What's odd, and what I didn't realize, is that I kinda sorta believe him. I don't think 2009 Chone Figgins is ever coming back, because 2009 is one way in time and we go the other way and things that happened before often don't happen again. In sports, anyway. Just because history repeats doesn't mean Brady Anderson is going to mash 50 dingers in 2026. But there probably was some psychological stuff going on with Figgins in Seattle. I watched him earlier this season, and while he batted just .181, I remember a flurry of line drives. There was a time that Figgins was legitimately driving the ball and legitimately getting unlucky, and it's not like he got an extended chance. He was benched at the beginning of May. There probably is something in there, still. Something better than a .533 OPS and a negative WAR. It won't be unjustifiable when another team gives Figgins his next opportunity.

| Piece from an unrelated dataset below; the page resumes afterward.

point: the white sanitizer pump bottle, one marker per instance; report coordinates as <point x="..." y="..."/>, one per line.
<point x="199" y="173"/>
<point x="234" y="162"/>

But Figgins most certainly wasn't going to get it going here. You can only get it going if you play, and Figgins wasn't going to play. Whatever psychological burdens there were weren't going to be relieved; Seattle would still be Figgins' place of failure, and Safeco would still be the stadium that hated him. Figgins, I think, needed out more than the Mariners needed Figgins out, if that makes sense. Figgins could do the Mariners only so much harm from the end of the bench, but Figgins couldn't do anything for his career.
And Figgins might just be toast. He's been terrible since 2011. In 2012, he added strikeouts to his assortment of skills, which was a treat for everyone. Talk to any player who's finished but not yet retired, and the player will express a belief that he still has something to contribute. Sometimes they don't. They always feel like they do because they've never before had reason to feel otherwise and change is weird and unsettling and scary.
Chone Figgins was a disaster as a Mariner, and it weighed on us and it weighed on him. Chone Figgins thinks he can still be a hell of a player somewhere else. Come 2013, we might learn something new about Chone Figgins. Or, come 2013, Chone Figgins might learn something new about himself. At last, it's all over for us, here. It's not yet all over for Chone Figgins, even if it actually is.